Parfois, votre vie tient à un fil. Si les Turner n’avaient pas été envoyés à Gurs mais à Vénissieux, Chaja serait peut-être -elle-aussi- partie pour une « destination inconnue. » Hélène et Denise Buch n’auront pas la chance de Chaja. La famille Buch, des Juifs polonais, était en France depuis 1937. Leur dernière adresse était le 44 rue de Chativesle à Reims. Le père était tailleur. Après avoir passé la ligne avec leurs parents, Hélène et Denise sont assignées avec leur mère en résidence à Chauffailles. Leur père Alter sera envoyé au GTE de Ruffieux et déporté. Avec leur mère, elles partent pour le camp de Rivesaltes. Denise a 13 ans, Hélène 15. Peut-être ont-elles croisé dans le camp Chaja Turner.
Denise, Hélène et leur mère seront déportées de Rivesaltes à Auschwitz le 11 septembre 1942. Aucune ne survivra.
À suivre…
[1] Lentschener Hélène avec la collaboration de Jessica Cymerman. Entre les gouttes. De la Pologne à la France : une vie. Les Éditions du Net, 2015, 93 pages.
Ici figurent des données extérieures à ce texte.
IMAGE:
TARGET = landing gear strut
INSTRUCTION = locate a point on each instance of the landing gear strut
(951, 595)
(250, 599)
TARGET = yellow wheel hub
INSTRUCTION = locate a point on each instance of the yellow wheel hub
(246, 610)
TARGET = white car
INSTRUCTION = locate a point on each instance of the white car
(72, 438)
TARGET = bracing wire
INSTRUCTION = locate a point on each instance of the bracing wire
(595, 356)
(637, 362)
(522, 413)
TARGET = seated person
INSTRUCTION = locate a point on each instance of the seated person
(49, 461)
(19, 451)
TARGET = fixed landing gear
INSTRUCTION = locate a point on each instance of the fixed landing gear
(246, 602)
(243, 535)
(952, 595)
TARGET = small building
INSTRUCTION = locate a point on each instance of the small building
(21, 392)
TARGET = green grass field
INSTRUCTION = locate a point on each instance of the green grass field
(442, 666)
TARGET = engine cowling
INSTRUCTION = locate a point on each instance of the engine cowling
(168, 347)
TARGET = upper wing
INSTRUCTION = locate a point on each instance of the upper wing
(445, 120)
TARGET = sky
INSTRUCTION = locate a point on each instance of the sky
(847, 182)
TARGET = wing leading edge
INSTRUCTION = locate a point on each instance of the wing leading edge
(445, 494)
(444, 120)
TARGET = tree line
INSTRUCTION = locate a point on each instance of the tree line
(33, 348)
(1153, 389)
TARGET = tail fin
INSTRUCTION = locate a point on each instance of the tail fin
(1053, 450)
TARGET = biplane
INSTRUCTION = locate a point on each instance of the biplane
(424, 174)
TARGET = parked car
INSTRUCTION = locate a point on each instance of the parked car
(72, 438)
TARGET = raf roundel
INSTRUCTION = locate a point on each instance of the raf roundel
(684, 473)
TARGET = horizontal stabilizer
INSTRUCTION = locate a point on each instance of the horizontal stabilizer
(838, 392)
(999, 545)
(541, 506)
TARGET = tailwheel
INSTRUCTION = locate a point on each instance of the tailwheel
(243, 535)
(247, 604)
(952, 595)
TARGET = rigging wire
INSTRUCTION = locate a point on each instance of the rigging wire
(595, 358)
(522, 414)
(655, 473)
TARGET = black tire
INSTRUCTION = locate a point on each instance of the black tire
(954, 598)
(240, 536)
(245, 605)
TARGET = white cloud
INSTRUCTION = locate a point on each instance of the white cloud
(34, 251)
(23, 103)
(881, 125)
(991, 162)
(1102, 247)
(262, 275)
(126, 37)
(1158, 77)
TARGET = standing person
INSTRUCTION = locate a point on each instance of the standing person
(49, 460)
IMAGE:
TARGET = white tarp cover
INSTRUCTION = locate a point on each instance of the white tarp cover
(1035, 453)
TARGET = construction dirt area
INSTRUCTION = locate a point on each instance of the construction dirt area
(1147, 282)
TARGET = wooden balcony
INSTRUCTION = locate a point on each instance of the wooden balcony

[2] Ahlrich Meyer et Insa Meinen, « La Belgiqe, pays de transit. Juifs fugitifs en Europe occidentale au temps des déportations de 1942 ». CHTP-BEG n° 20, 2008, pp. 145-194, p. 169.
[3] Idem., p. 175.
[4] Selon la préfecture, les Turner seraient arrivés en France le 13 août 1942.
[5] Lentschener Hélène avec la collaboration de Jessica Cymerman. Entre les gouttes..., op.cit.,
[6] Normalement, seuls les enfants de moins de seize ans pouvaient être confiés à une œuvre. Chaja a quand même pu être prise en charge par l’OSE. Elle sera transférée à la baraque des enfants en attendant de pouvoir sortir du camp.